L’impegno dei professori
Con l’inizio della guerra i docenti ucraini hanno smesso di essere solo dei mentori. Cercano di essere per i ragazzi un esempio di comportamento e di stabilità, inventano di tutto per motivarli, li accompagnano nei rifugi e li tranquillizzano durante gli allarmi. «Una parte degli insegnanti è andata all’estero ma quelli rimasti si sacrificano per i ragazzi e sono molto bravi», dice Ladnyuk: «In Ucraina i professori non guadagnano molto. Riuscire a insegnare agli studenti il programma previsto in queste condizioni è una cosa veramente difficile. Tuttavia si cerca di fare il meglio».
Adattarsi alla guerra
Don Oleh ha un buon rapporto con i suoi studenti. Quando racconta loro fatti storici, cerca di collegarli agli eventi attuali. I ragazzi spesso gli chiedono della sua attività di cappellano e di come aiuta le persone nei villaggi vicini. Ogni tanto lui è preoccupato quando li vede stanchi perché non hanno dormito per tutta la notte a causa dei bombardamenti russi. «In questa situazione sarebbe logico manifestare aggressività, ma io non la vedo.

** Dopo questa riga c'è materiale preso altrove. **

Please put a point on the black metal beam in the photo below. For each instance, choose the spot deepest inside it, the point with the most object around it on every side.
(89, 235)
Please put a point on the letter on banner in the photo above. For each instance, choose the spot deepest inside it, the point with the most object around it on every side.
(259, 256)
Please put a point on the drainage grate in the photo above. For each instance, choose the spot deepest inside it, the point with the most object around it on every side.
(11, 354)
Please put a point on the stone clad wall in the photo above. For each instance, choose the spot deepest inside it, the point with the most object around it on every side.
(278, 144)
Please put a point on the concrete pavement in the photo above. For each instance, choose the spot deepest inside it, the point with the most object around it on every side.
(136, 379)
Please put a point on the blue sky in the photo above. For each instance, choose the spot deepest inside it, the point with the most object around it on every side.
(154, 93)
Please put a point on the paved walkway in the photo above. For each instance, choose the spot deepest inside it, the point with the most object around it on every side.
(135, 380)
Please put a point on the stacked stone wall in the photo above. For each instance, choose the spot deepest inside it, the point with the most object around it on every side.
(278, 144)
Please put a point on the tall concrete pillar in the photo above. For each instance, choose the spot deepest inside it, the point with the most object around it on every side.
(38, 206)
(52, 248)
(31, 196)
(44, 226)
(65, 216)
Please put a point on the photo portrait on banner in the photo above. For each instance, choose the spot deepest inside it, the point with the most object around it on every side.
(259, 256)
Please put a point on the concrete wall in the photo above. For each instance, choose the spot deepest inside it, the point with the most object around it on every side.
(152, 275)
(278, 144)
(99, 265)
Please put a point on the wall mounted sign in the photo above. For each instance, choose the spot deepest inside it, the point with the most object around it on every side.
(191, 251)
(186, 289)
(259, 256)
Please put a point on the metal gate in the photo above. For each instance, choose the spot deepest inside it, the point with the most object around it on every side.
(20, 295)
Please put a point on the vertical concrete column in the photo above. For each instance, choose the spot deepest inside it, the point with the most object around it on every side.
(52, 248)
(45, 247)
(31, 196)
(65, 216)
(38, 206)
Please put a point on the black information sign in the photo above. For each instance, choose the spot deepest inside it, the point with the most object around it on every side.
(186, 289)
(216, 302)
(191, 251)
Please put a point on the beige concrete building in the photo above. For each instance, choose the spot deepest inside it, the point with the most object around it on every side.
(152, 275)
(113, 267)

Non so come sia nelle altre scuole, però da noi non c’è, grazie a Dio. Forse si sono semplicemente abituati a questa situazione. Però alcune ragazze di 14-17 anni mi hanno riferito che quando sono andate dal parrucchiere lui ha detto loro che hanno qualche capello bianco. Ciò vuol dire che c’è preoccupazione, anche se non la manifestano. Quando durante una lezione scatta l’allarme aereo, tutti gli alunni sanno già cosa fare: scendono nel rifugio senza caos o panico. Da una parte è positivo che i bambini e i ragazzi si siano adattati a queste circostanze. Ma dall’altra — conclude il sacerdote salesiano — è triste che abbiano dovuto adattarsi alla guerra».